Based on the novel by Olga Tokarczuk
Director: Simon McBurney
Olga Tokarczuk’s best-selling novel Drive Your Plow Over The Bones Of The Dead gets the Complicité treatment at the Barbican this week. With Kathryn Hunter taken ill on press night, Amanda Hadingue steps in to play teacher Janina, who suspects that deer are responsible for a series of murders in her Polish town. So capably does Hadingue inhabit Janina, it’s hard to imagine the play without her.
Hadingue leads a cast of 10 who play a variety of roles from corrupt policemen to the hunters that shoot rabbit, hare, pheasant and deer in the local countryside. One of these hunters is Big Foot who is discovered murdered – in bright tableau – at the play’s start. Janina is pleased he’s dead. He abused his dog, keeping it locked up in an outhouse during the winter where it howled with cold. Janina thinks that Big Foot may have something to do with the disappearance of her dogs, too. She discovers that Big Foot choked on a venison bone. She surmises that it’s the deer’s revenge.
But when other men begin to die, Janina suspects that the animals may be more directly involved in the grisly deaths. She’s aided in her investigation by her socially-awkward neighbour Oddball, her socially-awkward old student Dizzy and quiet Good News who runs a clothes shop in town, The four of them make up a family of misfits, a nucleus of resistance against the patriarchy embedded in the law, in politics and in the Catholic religion.
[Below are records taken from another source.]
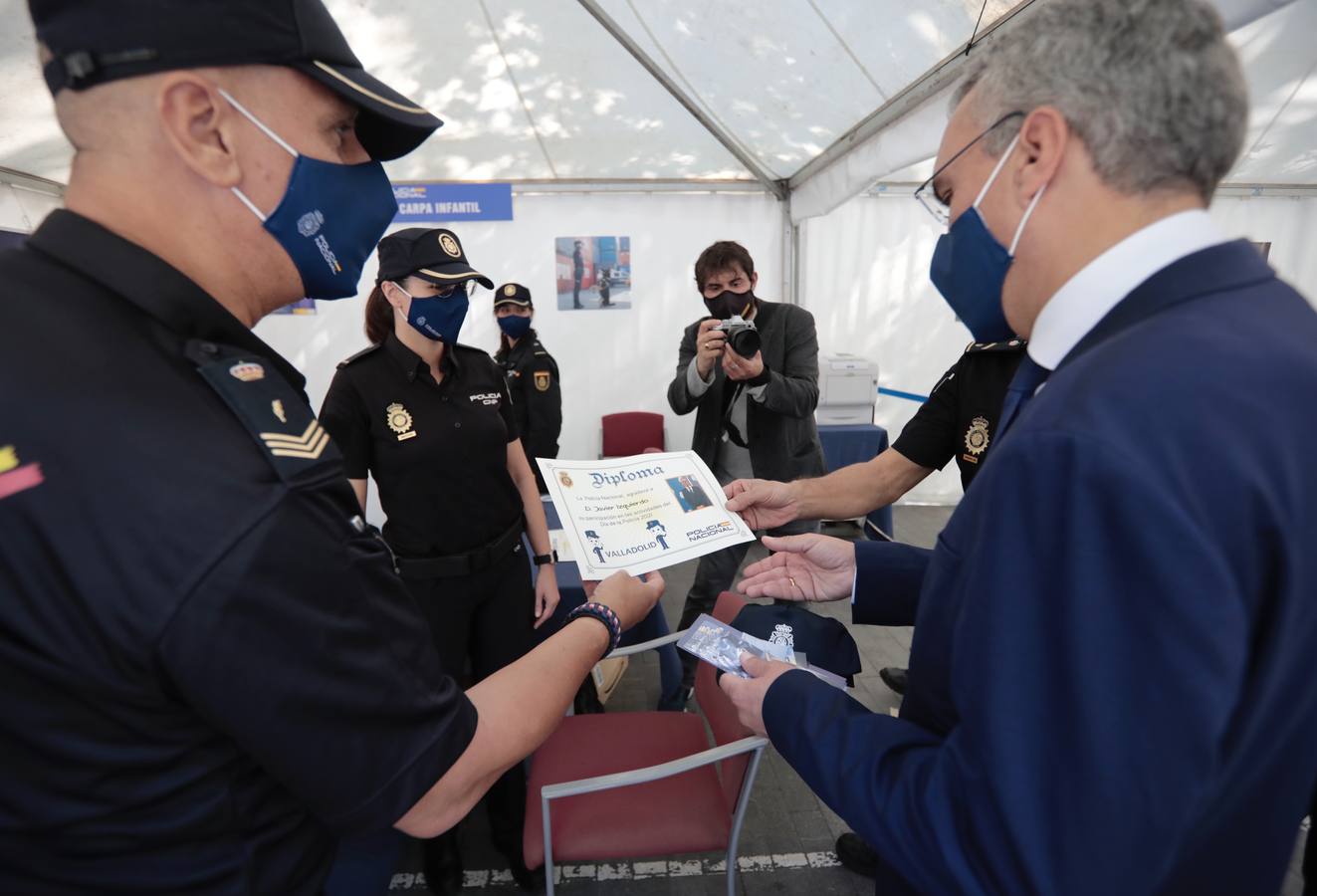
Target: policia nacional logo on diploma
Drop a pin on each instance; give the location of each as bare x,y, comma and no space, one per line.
639,514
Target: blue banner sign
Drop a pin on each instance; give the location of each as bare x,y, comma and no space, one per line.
453,202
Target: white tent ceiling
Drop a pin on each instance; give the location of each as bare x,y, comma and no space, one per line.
539,90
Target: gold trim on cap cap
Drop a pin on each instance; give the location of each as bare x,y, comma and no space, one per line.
435,273
414,110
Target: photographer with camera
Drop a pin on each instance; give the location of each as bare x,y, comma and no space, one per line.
750,369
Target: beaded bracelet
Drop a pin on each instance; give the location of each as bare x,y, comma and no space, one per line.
603,614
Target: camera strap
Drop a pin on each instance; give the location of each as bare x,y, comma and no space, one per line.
729,428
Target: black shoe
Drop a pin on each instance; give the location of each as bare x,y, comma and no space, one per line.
896,679
856,855
443,864
531,882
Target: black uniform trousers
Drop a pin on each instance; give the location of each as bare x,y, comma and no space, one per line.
485,618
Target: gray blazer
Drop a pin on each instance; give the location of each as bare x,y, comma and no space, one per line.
783,443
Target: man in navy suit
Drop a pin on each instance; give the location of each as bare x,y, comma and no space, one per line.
1110,679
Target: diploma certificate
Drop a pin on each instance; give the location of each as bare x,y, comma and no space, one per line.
639,514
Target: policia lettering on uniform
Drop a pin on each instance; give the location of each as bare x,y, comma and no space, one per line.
212,673
433,423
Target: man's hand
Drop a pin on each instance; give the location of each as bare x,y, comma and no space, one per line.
803,568
546,594
738,367
631,598
709,346
763,504
747,695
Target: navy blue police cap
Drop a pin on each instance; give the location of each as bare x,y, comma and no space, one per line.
824,642
432,255
513,294
89,43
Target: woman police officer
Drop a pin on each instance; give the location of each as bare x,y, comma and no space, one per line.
533,375
433,423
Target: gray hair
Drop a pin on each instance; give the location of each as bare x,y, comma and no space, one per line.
1149,86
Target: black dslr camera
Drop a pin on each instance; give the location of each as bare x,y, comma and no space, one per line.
742,335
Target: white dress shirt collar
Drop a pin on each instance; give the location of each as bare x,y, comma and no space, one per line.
1088,296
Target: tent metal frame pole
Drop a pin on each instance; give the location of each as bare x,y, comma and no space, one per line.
909,99
32,182
775,186
790,256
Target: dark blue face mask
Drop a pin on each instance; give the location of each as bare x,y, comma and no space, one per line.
439,317
970,267
329,219
514,326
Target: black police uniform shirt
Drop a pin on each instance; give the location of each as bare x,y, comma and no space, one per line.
961,416
211,672
437,451
537,390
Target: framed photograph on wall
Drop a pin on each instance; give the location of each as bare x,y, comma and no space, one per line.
593,273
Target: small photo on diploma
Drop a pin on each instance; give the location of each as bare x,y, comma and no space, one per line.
639,514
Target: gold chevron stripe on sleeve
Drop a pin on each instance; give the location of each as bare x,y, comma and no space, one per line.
313,428
309,453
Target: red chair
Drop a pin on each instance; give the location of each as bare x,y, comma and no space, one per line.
630,785
631,432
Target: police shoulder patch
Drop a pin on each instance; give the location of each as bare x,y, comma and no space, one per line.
359,354
274,414
1003,345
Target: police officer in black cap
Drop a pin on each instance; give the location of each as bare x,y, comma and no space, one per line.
432,420
211,670
533,375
Complicité’s adaptation of Tokarczuk’s environmental thriller works best when it focuses on the thriller/horror side of the story and the dark shadowy aesthetics of Rae Smith’s set and Paule Constable’s light design make for an exciting and wry production. Only towards the end of the first half when Janina, Oddball and an entomologist smoke a joint – a scenario that is never funny but constantly overused in both theatre and film – does the tension untighten.
Hadingue is exceptionally charismatic as Janina, coming on stage wearing a mismatched tracksuit and clutching a plastic shopping bag. She narrates the story deftly, hardly moving at all in the opening 30 minutes or so. She’d make a good stand-up comedian, but she tells no shaggy dog story here despite its fantastical element. Janina’s story is about us all and how we navigate the world trapped between free will and fate. For Janina, her life is truly written in the stars and it’s a credit to Hadingue that we believe every word her character says.
The rest of the cast is just as accomplished and each actor brings their own kind of sinister to their roles. From the strange author who spends the summer in the town with her wife to the president’s wife who is taken to a psychiatric hospital to sort out her worries about the senseless slaughter of animals. It’s an approach that tries to honour the novel, which was shortlisted for the International Man Booker Prize in 2019.
The Barbican hope that Kathryn Hunter will be well enough to perform at some shows before the run ends on Saturday and it will be interesting to see if she brings anything different to the lead role. Hadingue has saved the day, and we wish Hunter a speedy recovery.
Runs until 1 April 2023
We saw it at the matinee on Tuesday 28th. Hadingue’s performance was awe-inspiring. An astonishing mix of vulnerability and control.